To assess whether the binding of α1-integrin subunit is crucial in FXIIIA-induced hypertrophy, chondrocytes were pre-treated with the α1-integrin-subunit-blocking antibody FB12, which inhibited the capacity of sFXIIIA but not sTG2 to induce type X collagen (Fig. 6A). By contrast, the blocking antibody to the β1-integrin subunit, suppressed type X collagen induction in response to both TG isoenzymes under these conditions (Fig. 6A). Additionally, sFXIIIA-induced p38 MAP kinase activation, together with FAK phosphorylation assessed as a readout for integrin signaling, were inhibited by pretreatment of chondrocytes with α1-integrin-subunit-blocking antibody FB12 (Fig. 6B).

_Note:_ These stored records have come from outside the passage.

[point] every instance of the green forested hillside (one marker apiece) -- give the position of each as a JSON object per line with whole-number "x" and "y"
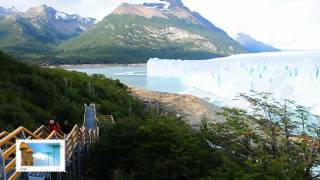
{"x": 132, "y": 39}
{"x": 277, "y": 141}
{"x": 30, "y": 95}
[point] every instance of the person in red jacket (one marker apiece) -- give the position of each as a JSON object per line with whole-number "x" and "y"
{"x": 54, "y": 126}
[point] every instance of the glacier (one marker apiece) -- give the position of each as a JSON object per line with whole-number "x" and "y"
{"x": 289, "y": 75}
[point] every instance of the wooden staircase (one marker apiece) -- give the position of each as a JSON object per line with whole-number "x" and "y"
{"x": 78, "y": 142}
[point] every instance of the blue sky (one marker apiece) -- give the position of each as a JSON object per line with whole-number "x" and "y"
{"x": 285, "y": 24}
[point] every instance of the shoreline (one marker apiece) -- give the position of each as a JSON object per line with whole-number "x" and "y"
{"x": 188, "y": 108}
{"x": 85, "y": 66}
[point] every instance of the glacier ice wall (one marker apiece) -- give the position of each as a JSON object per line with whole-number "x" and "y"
{"x": 292, "y": 75}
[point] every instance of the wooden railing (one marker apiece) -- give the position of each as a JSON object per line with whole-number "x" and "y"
{"x": 80, "y": 138}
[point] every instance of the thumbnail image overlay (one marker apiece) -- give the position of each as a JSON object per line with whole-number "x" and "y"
{"x": 40, "y": 155}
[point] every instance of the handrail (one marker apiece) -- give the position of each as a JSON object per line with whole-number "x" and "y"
{"x": 79, "y": 137}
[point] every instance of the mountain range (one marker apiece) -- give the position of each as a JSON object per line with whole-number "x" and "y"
{"x": 131, "y": 33}
{"x": 252, "y": 45}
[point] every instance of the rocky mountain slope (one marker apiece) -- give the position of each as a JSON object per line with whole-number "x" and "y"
{"x": 189, "y": 108}
{"x": 137, "y": 32}
{"x": 252, "y": 45}
{"x": 35, "y": 33}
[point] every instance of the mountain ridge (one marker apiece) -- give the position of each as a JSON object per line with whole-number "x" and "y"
{"x": 132, "y": 33}
{"x": 137, "y": 32}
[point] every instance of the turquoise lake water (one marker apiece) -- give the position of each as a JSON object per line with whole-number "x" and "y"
{"x": 137, "y": 77}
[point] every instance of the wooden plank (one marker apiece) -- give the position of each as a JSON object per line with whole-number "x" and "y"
{"x": 15, "y": 176}
{"x": 10, "y": 136}
{"x": 10, "y": 166}
{"x": 9, "y": 151}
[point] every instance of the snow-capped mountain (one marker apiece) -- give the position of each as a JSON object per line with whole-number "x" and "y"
{"x": 38, "y": 30}
{"x": 7, "y": 12}
{"x": 163, "y": 28}
{"x": 69, "y": 25}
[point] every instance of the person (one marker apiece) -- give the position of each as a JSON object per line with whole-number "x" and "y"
{"x": 66, "y": 128}
{"x": 54, "y": 126}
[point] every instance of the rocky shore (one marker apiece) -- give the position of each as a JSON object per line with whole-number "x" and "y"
{"x": 185, "y": 107}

Crosslinking of the α1-integrin subunit antibody (TS2/7) with a mouse IgG mimicked the enhanced movement of TG2 to the plasma membrane seen with WT sFXIIIA (Fig. 7). Furthermore, pre-treating chondrocytes with the α1-integrin-subunit-blocking antibody FB12 inhibited the ability of FXIIIA to increase TG2 mobilization to the plasma membrane (Fig. 7). Hence, the function of α1β1 integrin was required for FXIIIA to both mobilize TG2 and induce chondrocyte hypertrophy.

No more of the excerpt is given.